BREIL: Nachtspeicheröfen unterstützen die Ziele der Energiewende

BREIL: Nachtspeicheröfen unterstützen die Ziele der Energiewende

BERLIN. Zu den Ankündigungen des Staatssekretärs beim Ministerium für Verkehr, Bau und Stadtentwicklung, Rainer Bomba, das Verbot für Nachtspeicheröfen in Rahmen der neuen Energie-Einsparverordnung EnEV aufzuheben, erklärt der energiepolitische Sprecher der FDP-Bundestagsfraktion Klaus BREIL:

Die Zeiten, in denen Nachtspeicheröfen als Verschwender teuer erzeugten Stroms verschmäht wurden, sind Vergangenheit. Der sich rasch ändernde Energiemix mit seinem wachsenden Anteil fluktuierender Einspeisung aus Erneuerbaren Energien stellt uns vor eine neue Situation.

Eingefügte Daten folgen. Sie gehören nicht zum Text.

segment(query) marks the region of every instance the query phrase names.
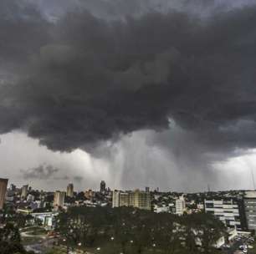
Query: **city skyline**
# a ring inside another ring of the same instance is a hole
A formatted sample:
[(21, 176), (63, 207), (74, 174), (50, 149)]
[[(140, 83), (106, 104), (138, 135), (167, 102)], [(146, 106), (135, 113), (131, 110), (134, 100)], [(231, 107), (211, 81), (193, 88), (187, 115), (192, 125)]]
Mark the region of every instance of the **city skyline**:
[(1, 0), (1, 177), (254, 188), (255, 18), (253, 0)]

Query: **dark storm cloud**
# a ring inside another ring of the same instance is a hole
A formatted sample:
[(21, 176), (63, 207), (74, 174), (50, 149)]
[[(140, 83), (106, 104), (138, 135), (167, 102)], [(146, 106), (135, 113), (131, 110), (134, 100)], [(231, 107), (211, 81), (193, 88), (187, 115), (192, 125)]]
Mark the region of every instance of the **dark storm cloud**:
[(18, 28), (0, 18), (0, 52), (22, 69), (0, 87), (2, 133), (21, 129), (72, 150), (173, 119), (204, 150), (255, 147), (255, 6), (207, 20), (150, 11), (106, 21), (74, 10), (49, 23), (36, 12), (14, 13)]
[(59, 170), (51, 165), (40, 165), (36, 168), (21, 170), (24, 179), (51, 180)]

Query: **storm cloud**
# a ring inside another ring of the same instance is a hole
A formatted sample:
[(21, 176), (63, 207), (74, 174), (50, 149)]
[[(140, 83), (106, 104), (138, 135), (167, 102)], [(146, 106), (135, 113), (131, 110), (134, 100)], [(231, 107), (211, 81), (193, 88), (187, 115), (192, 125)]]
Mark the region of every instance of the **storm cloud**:
[(153, 130), (148, 145), (195, 168), (255, 148), (249, 1), (78, 1), (54, 20), (58, 1), (12, 3), (0, 2), (2, 134), (98, 156), (104, 142)]

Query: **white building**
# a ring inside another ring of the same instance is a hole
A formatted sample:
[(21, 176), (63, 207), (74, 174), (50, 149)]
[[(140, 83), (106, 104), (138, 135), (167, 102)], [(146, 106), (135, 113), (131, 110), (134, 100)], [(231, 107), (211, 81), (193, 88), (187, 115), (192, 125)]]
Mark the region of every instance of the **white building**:
[(204, 201), (205, 211), (212, 213), (229, 228), (241, 229), (239, 207), (234, 200)]
[(248, 230), (256, 230), (256, 191), (247, 191), (243, 199)]
[(63, 207), (64, 203), (66, 193), (64, 191), (55, 191), (54, 206), (55, 207)]
[(112, 207), (119, 207), (120, 206), (120, 191), (114, 190), (112, 196)]
[(175, 208), (177, 215), (183, 215), (184, 211), (186, 211), (186, 202), (182, 196), (180, 196), (179, 199), (176, 200)]

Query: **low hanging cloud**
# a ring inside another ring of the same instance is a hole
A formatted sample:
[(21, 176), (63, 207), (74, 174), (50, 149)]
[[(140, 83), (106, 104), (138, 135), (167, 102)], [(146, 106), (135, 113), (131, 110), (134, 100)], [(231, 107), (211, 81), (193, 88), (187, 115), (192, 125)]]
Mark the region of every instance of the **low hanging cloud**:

Diese Ankündigung ist ein kleiner, aber wichtiger Schritt bei der Umsetzung der Energiewende.

Nachtspeicheröfen können insbesondere den in der Nacht zu viel produzierten Windstrom aufnehmen und ihn tagsüber nach und nach in Form von Wärme abgeben. Mit dem Ausbau der intelligenten Netze und einer feineren Justierung lastvariabler Tarife kann die Effizienz dieses Zusammenspiels noch gesteigert werden.

Im Jahr 2009 hatte die Große Koalition in der letzten Änderung der EnEV eine Außerbetriebnahme von Nachtspeicherheizungen bei Gebäuden mit mehr als fünf Wohneinheiten beschlossen. Vor 1990 eingebaute Nachtspeicheröfen dürfen nach der geltenden Regelung ab 2020 nicht mehr betrieben werden.